PostgreSQL 9.3.5 numeric role name

Question

I have a PostgreSQL (9.3.5) cluster with the following roles:

dochazka-test=> \du
                              List of roles
 Role name |                   Attributes                   | Member of  
-----------+------------------------------------------------+------------
 1         |                                                | {admin}
 2         |                                                | {passerby}
 active    | Cannot login                                   | {everyone}
 admin     | Cannot login                                   | {everyone}
 dochazka  |                                                | {admin}
 everyone  | Cannot login                                   | {}
 inactive  | Cannot login                                   | {everyone}
 passerby  | Cannot login                                   | {everyone}
 postgres  | Superuser, Create role, Create DB, Replication | {}

(The first two entries were created dynamically when new users were added to the application.)

As you can see, both roles "dochazka" and "1" are in the "admin" role, which is in the "everyone" role. All roles are set to INHERIT.

The "everyone" role has all privileges on all tables, functions, and sequences in schema "public".

As expected, I can run SELECTs on tables in the database when I connect as the user "dochazka". However, I cannot run the same SELECTs when I connect to the same database as the user "1":

$ psql -U 1 dochazka-test
Password for user 1: 
psql (9.3.5)
Type "help" for help.

dochazka-test=> select * from employees;
ERROR:  permission denied for relation employees

Could it be that PostgreSQL has a fundamental problem with numeric role names?

Answer 1

Sorry, everyone. This question was not adequately prepared.

The problem was that I was (stupidly) running the statement

GRANT ALL PRIVILEGES ON ALL TABLES IN SCHEMA public TO everyone

before creating the tables!

As far as the numeric role names are concerned, neither psql nor the Perl DBI seem to have any issue with them.

Answer 2

Identifiers and catalogs use the name type, which is kind of like a varchar but not quite.
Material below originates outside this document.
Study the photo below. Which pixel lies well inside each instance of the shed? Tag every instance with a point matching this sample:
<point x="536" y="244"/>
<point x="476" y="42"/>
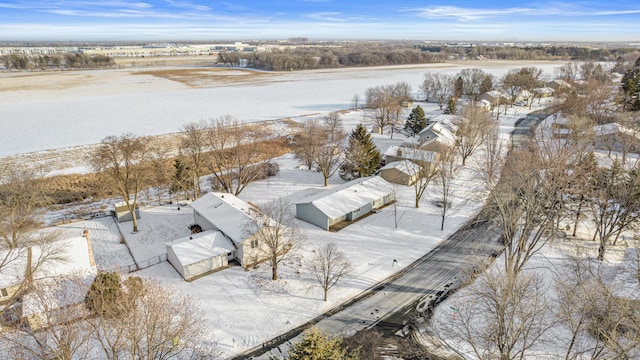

Some magic goes on to make names case sensitive unless they're quoted as identifiers, and there are some constraints to make it easier to parse SQL strings, such as limitations on the first character (e.g. not a number) when not quoted.

This isn't to say you cannot use identifiers with uppercase or that start with a number. Rather, you must quote the offending identifiers when you do: select * from "0_Foo".

My guess is that you're either missing the double quotes, or the client you're using is not quoting identifiers properly. (I've just tested, and it works fine with psql.)

Whichever problem it is, though, I'd advise against using such identifiers even if it's supported on paper, and would suggest using more talkative role names such as server_1.

Edit: alternatively, you might have not configured your permissions properly.